Я наблюдаю, что в профессиональном кругу научно-ориентированных психотерапевтов слово “медитация” носит оттенок недоверия в силу невозможности эмпирически подтвердить или опровергнуть ее эффект. В то же время субъективные ощущения людей, принимающих участие в социальных опросах и имеющих непосредственный опыт медитации в том смысле, который они сами вкладывают в нее, можно скорее объединить понятием “положительные”, нежели “отрицательные”. И покуда эффект плацебо уже не первый год является задокументированным научным феноменом, медитация вызывает подозрение у сверх-рациональных умов по той причине, что она являет собой форму пребывания в не-мышлении, тем самым отрицая любой метод, предполагающий необходимость мыслить.
Может создаться впечатление, что отказ от рационализации первоистоков навязчивых и депрессивных состояний грозит закатом западной психотерапевтической мысли. Угроза профессиональной и личной безопасности (“я - психолог, я делаю свою работу определенным образом, и если что-то угрожает моей работе, значит это угрожает и мне…”) способна вывести из строя даже самых проработанных специалистов. Такое недоверие к медитации обусловлено нежеланием копать в нее глубже, так как по мнению служителей материальной науки, все, эффект чего невозможно доказать объективно, не может быть применимо на консультации. В то же время специалист может (или выбирает) забывать, что психическая сфера человека является более тонкой, чем сфера атомов и молекул. Соответственно, она требует многогранного рассмотрения и гибкого, персонализированного подхода.
В то же время такое отторжение эффективности медитации может основываться на том, что “непонятно вообще, что оно за такое”. Фундаментально выражаясь, медитация являет собой практику концентрации на настоящем моменте. Она имеет много вариаций и способствует освобождению ума от беспокойства - в то время как многие аналитические техники только подливают масла в огонь и заставляют ум работать в усиленном режиме, гоняя по замкнутому кругу терабайты мыслей.

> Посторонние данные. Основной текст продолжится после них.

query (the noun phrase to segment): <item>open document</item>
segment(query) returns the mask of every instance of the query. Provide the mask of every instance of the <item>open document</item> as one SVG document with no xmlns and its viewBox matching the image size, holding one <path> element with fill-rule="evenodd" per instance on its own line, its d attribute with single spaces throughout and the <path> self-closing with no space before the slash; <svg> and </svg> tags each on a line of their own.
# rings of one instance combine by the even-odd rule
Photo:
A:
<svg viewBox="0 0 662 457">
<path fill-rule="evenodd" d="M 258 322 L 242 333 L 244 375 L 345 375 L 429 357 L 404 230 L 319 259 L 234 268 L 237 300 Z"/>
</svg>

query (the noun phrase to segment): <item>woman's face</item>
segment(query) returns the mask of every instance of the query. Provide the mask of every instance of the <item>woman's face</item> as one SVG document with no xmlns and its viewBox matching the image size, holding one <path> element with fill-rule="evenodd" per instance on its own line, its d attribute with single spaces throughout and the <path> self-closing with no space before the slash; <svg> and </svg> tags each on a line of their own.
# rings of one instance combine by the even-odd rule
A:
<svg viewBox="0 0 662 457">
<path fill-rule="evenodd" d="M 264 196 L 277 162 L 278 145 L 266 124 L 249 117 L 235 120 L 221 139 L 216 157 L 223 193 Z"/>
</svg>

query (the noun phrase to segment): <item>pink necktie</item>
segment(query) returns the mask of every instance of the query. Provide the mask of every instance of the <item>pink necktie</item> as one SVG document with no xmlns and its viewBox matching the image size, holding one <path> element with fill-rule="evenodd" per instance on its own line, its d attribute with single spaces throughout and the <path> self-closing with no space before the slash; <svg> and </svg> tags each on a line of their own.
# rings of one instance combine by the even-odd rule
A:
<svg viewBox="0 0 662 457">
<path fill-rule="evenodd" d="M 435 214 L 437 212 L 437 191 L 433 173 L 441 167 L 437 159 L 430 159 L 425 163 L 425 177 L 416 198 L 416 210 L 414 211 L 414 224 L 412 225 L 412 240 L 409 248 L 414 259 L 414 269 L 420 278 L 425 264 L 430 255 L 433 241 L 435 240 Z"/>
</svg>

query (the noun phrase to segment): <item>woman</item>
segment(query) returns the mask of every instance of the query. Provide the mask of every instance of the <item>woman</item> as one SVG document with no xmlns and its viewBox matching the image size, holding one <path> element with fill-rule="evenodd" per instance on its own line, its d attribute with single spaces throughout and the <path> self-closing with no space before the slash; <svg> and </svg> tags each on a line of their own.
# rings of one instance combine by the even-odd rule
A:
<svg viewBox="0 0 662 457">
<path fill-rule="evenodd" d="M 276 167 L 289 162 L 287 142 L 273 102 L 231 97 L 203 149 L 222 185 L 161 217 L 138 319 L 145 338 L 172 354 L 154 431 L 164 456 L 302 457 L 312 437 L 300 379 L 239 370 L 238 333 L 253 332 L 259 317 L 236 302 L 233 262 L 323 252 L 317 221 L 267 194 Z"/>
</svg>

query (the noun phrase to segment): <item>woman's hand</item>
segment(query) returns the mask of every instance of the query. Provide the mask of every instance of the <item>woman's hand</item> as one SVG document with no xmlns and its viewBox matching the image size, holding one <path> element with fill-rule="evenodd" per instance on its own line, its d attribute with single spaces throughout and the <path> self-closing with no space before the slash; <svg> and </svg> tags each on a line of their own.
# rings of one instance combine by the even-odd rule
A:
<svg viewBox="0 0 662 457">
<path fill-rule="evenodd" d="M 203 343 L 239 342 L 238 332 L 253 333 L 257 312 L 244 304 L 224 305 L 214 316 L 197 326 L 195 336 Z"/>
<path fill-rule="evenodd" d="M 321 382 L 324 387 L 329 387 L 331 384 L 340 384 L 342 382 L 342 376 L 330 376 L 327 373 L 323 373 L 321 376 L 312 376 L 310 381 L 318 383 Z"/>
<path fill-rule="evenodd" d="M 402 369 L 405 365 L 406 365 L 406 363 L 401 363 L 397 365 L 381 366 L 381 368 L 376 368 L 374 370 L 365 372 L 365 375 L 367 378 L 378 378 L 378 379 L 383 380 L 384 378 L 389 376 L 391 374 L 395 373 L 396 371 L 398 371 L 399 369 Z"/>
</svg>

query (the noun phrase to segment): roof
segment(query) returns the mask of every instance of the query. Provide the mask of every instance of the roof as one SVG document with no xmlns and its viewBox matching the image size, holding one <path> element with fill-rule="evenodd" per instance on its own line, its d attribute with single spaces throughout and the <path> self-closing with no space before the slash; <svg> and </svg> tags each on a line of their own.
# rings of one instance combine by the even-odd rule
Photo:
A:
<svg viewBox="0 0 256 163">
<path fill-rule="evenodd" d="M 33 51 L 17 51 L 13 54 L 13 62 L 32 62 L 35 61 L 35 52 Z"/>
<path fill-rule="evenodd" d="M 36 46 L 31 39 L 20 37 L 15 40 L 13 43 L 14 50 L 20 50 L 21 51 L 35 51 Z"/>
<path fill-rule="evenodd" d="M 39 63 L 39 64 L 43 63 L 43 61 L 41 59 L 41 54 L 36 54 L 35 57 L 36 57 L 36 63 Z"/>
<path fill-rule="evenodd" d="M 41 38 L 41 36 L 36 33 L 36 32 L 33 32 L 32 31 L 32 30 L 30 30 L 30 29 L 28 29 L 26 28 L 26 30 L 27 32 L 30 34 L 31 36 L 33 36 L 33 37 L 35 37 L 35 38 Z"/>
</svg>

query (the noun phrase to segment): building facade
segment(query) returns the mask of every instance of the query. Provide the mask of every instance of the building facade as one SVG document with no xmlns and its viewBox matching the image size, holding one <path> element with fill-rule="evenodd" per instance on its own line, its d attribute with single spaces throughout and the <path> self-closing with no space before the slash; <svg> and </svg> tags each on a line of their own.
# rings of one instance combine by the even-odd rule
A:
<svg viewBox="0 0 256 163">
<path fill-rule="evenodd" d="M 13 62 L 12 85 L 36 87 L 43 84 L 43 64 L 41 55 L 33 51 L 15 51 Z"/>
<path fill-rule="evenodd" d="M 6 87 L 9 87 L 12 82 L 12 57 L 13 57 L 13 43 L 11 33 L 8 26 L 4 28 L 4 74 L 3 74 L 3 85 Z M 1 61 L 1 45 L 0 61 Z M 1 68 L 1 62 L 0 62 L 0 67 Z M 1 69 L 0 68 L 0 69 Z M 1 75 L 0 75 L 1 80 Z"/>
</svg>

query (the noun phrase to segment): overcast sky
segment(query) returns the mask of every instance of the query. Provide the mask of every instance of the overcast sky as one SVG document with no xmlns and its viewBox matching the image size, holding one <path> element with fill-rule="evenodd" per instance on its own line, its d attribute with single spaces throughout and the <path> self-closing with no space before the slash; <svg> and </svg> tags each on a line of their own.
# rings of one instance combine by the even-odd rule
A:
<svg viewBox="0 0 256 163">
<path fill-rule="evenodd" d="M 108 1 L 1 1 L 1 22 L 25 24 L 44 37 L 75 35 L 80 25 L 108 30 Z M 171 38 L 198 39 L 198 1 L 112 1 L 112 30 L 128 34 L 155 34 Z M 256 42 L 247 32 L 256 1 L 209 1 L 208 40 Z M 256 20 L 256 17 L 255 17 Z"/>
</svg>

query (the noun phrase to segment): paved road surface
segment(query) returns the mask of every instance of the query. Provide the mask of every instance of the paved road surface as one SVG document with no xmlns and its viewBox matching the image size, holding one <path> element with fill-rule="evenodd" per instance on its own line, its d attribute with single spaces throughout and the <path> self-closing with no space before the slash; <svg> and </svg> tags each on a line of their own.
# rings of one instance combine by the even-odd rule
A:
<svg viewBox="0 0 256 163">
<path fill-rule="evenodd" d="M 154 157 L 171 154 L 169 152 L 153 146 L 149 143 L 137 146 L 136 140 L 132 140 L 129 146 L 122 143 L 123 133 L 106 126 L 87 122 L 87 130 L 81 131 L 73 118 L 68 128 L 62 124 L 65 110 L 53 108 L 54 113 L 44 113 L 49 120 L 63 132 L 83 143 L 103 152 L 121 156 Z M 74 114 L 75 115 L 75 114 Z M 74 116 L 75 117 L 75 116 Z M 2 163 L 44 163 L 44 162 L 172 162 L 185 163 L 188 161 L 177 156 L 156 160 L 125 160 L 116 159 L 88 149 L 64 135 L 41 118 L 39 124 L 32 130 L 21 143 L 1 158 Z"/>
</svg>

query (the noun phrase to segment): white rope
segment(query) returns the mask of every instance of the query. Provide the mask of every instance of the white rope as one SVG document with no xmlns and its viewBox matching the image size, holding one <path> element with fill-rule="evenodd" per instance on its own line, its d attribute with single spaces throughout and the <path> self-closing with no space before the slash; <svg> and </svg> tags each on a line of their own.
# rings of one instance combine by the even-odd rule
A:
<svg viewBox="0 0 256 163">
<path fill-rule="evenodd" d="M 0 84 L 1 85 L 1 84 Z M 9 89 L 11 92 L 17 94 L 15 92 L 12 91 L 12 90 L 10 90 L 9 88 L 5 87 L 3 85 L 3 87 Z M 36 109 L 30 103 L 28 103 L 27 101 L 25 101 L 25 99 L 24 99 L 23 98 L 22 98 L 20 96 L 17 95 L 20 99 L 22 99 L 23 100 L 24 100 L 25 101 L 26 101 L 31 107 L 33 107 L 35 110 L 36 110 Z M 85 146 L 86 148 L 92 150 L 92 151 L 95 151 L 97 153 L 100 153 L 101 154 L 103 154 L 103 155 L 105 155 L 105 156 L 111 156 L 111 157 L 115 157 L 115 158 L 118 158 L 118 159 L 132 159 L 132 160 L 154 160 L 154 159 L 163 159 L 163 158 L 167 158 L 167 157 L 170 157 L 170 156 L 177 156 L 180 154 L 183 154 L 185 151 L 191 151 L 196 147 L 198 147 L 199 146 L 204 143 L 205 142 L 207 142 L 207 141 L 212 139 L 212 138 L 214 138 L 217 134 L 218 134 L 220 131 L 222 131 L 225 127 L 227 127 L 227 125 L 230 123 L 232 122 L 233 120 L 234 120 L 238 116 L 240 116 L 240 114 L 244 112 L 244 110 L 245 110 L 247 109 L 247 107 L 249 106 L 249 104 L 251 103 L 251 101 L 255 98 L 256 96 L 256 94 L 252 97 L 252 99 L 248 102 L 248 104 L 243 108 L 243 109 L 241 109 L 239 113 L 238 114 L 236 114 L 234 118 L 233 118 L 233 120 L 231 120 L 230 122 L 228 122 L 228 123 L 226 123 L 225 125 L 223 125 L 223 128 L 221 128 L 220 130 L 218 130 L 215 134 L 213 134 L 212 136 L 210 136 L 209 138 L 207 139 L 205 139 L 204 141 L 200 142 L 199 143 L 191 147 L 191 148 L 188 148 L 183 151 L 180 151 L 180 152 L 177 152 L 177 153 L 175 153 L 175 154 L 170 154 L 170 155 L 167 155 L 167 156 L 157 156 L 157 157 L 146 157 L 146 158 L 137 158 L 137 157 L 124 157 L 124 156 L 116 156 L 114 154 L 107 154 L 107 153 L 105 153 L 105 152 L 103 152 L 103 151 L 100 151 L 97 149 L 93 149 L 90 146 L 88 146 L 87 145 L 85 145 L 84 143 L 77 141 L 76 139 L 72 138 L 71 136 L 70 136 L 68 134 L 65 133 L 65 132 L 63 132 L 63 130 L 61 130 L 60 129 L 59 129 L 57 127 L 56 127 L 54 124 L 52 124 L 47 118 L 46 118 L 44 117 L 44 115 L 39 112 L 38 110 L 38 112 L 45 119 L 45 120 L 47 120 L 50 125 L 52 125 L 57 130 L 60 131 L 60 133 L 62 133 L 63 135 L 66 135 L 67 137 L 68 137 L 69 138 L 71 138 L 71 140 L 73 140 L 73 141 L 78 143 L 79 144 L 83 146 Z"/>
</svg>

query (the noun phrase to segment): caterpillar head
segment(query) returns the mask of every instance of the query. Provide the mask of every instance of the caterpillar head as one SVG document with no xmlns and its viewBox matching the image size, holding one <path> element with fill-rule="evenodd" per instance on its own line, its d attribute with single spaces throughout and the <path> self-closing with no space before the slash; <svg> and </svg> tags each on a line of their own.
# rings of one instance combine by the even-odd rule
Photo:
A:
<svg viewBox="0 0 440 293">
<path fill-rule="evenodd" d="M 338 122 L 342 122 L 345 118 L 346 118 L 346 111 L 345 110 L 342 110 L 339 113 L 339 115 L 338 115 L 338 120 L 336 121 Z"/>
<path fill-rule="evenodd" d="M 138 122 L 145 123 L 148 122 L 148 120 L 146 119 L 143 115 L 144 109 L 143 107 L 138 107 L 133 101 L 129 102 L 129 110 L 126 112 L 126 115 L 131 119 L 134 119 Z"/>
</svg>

Если каша получилась чересчур соленая, станете ли Вы пытаться подсластить ее, добавив еще соли? Точно так же навязчивые мысли невозможно вылечить мыслями. В своей практике я не единожды сталкивалась с пациентами, которые, выяснив причины беспокойства, загоняли себя в колесо излишней рационализации в попытке дальнейшего предотвращения беспокойства - что перерастало в еще большее беспокойство. Само понимание механизма работы психотерапии способно оказать человеку медвежью услугу, загнав его в “ловушку мышления” - именно поэтому классические техники полезно комбинировать с техниками, которые подразумевают успокоение мыслей и выход за пределы рационализации.
Само слово “медитация” способно спугнуть клиента, настроенного на размеренный, подкрепленный наукой прогресс. Поэтому в работе с клиентами, которым свойственно постоянно тревожиться, разумно использовать термин “осознанность”, “осознанное дыхание”, “осознанное разрешение жизненных перипетий”. Суть одна и та же. Выбор терминов психотерапевту должно диктовать желание помочь человеку разобраться с его ситуацией, а не стремление при каждом случае укрепить свое профессиональное эго.
Принимая во внимание вышеизложенное, можно предположить, что понятия “медитация” и “психотерапия” отнюдь не противоречат друг другу. Скорее эти понятия являются взаимодополняющими. Они должны применяться разумно, без порицающей - или поощрительной - окраски. Работа с осознанностью способна вывести человека за пределы его проблемы, дать ему возможность взглянуть на ситуацию отстраненно - и найти самое действенное решение.